"De Argentina para el mundo..."



Caricatura de Alfredo Sabat

viernes, 14 de enero de 2011

La mare

La muerte de una madre es una pregunta sin respuesta, un mazazo en el corazón mismo de la vida

PILAR RAHOLA

Ya saben ustedes –los que siguen pacientemente esta columna– que la muerte y yo nos llevamos mal.
De hecho, la incomunicación por mi parte es absoluta.
Por supuesto, se trata de un intento estéril, no en vano la muerte acecha en las esquinas de los sentimientos y nos arrebata sin piedad a la gente que amamos.

Cuando ello ocurre, el desconcierto me invade sin solución y el único sentimiento que acompaña la tristeza es el de rabia.
¡Envidio tanto a aquellos que saben proyectar serenidad sobre su tétrica sombra!
Quizás es la falta de fe, que me niega la calma del engaño, o quizás sólo se trata de pura inmadurez.
Pero con la muerte no me hablo.

No me hablo hasta que ella decide hablar a alguno de los míos.
Cuando ello ocurre, cuando el dolor llora a través de un amigo querido, profundo, de esos labrados con años de complicidad, entonces desequilibra todas mis emociones.
Y no sé ni qué decir, ni qué decirme, ni, sobre todo, no sé qué decirle.

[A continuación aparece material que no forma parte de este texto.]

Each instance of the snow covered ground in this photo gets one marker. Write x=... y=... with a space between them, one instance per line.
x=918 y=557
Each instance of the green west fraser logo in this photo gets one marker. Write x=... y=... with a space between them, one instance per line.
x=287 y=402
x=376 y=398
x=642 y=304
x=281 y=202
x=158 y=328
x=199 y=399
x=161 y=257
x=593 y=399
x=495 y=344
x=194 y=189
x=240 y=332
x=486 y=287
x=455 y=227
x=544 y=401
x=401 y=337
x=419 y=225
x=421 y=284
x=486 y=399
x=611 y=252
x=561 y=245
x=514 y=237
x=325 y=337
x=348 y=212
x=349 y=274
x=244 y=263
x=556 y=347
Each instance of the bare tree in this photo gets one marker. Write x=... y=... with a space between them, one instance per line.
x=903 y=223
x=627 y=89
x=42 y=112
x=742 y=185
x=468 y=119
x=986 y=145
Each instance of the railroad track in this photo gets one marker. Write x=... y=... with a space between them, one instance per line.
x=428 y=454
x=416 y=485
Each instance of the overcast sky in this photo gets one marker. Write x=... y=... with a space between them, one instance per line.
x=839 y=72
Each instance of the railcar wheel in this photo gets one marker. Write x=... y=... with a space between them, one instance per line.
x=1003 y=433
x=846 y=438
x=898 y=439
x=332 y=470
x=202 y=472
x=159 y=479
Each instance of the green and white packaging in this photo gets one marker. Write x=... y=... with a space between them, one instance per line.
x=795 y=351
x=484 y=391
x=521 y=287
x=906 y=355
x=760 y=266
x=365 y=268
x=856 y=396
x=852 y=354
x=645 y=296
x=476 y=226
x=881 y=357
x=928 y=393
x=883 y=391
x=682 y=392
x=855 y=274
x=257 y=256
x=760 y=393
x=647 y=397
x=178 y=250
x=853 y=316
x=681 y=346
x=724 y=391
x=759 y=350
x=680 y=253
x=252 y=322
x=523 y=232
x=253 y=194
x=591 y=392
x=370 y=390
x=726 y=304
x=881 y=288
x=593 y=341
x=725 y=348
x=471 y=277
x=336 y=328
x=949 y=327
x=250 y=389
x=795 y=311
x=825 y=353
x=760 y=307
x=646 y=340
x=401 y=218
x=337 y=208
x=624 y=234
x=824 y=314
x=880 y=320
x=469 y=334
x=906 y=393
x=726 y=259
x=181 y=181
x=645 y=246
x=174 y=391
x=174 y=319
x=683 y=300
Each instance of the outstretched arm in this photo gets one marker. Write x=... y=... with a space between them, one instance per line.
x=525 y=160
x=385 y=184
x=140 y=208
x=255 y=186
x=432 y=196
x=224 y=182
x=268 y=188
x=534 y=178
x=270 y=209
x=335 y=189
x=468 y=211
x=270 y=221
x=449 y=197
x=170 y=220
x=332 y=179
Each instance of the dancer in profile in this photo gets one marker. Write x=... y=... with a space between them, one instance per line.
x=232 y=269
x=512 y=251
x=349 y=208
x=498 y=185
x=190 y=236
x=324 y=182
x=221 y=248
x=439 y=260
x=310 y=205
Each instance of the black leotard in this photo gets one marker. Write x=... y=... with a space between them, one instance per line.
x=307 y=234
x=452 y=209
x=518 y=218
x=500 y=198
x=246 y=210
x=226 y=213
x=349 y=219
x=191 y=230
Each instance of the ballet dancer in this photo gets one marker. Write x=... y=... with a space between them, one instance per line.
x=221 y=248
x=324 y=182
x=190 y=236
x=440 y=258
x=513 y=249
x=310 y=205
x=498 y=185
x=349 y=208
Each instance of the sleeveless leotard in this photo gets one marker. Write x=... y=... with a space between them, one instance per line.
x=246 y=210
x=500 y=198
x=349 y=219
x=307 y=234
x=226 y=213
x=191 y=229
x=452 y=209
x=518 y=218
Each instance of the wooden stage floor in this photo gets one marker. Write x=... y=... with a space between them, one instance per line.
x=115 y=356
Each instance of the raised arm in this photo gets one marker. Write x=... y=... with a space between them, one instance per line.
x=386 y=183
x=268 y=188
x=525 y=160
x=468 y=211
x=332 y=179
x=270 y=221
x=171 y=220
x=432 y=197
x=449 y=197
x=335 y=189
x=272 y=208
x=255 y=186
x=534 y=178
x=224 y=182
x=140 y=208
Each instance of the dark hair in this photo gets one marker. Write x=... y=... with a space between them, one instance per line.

Así estoy estos últimos días, con el roto del amigo quebrando el aire que compartimos, despidiendo a la madre que se fue como bien podemos, es decir..., sin poder.

La muerte de una madre es una pregunta sin respuesta, porque a la vez que parece normal –“ley de vida”, aseguramos resignadamente–, es un mazazo en pleno centro de las emociones, en el corazón mismo de la vida.
Esta madre, por ejemplo.
Menuda, tierna, fuerte, siempre elegante en las formas, siempre sólida en los fondos, ejerciendo de madre hasta el último minuto –“procura quedar sempre bé amb tothom”, “no facis mai el ridícul”, “cuida´t”–, tan sencilla en su estar que, como dijo el párroco de su iglesia, nunca se notaba que estaba, hasta que la necesitaban.
Y ese estar siempre ahí, inamovible, inalterable, indestructible, deja ahora un vacío en sus hijos que hiela el aliento quizás porque hiela la propia vida.

Las madres..., ese hilo rojo con uno mismo, esa raíz clavada en lo más hondo del propio linaje, esa red de protección que nos acuna hasta los últimos días, recordando al niño que siempre fuimos, cuando ellas están delante.
Las madres del mundo nunca dejan de hacer horas extras.

¿Qué hacer con el quiebro interior cuando ellas se van?
Y no digamos que se van siempre, porque así de implacable es la biología, no lo digamos, pues nunca sirve.
Cuando se va la madre de uno, se va un trozo de uno mismo, y el abismo que se abre es tan insondable que no sirven ni las palabras ni su significado.
La muerte de una madre no tiene significado.
Por eso tampoco hay palabras para él, para Josep, mi compañero, mi amigo.
Sólo estar ahí, cerca, sabiendo que sabe la ósmosis con su dolor, la simbiosis con su roto.

En el espejo de su tristeza se refleja la tristeza que algún día sufriremos y entonces el abismo se abre ante uno.

No hay diccionario que lo relate, sólo las palabras que el silencio incluye, cuando nace del amor intenso y... del miedo.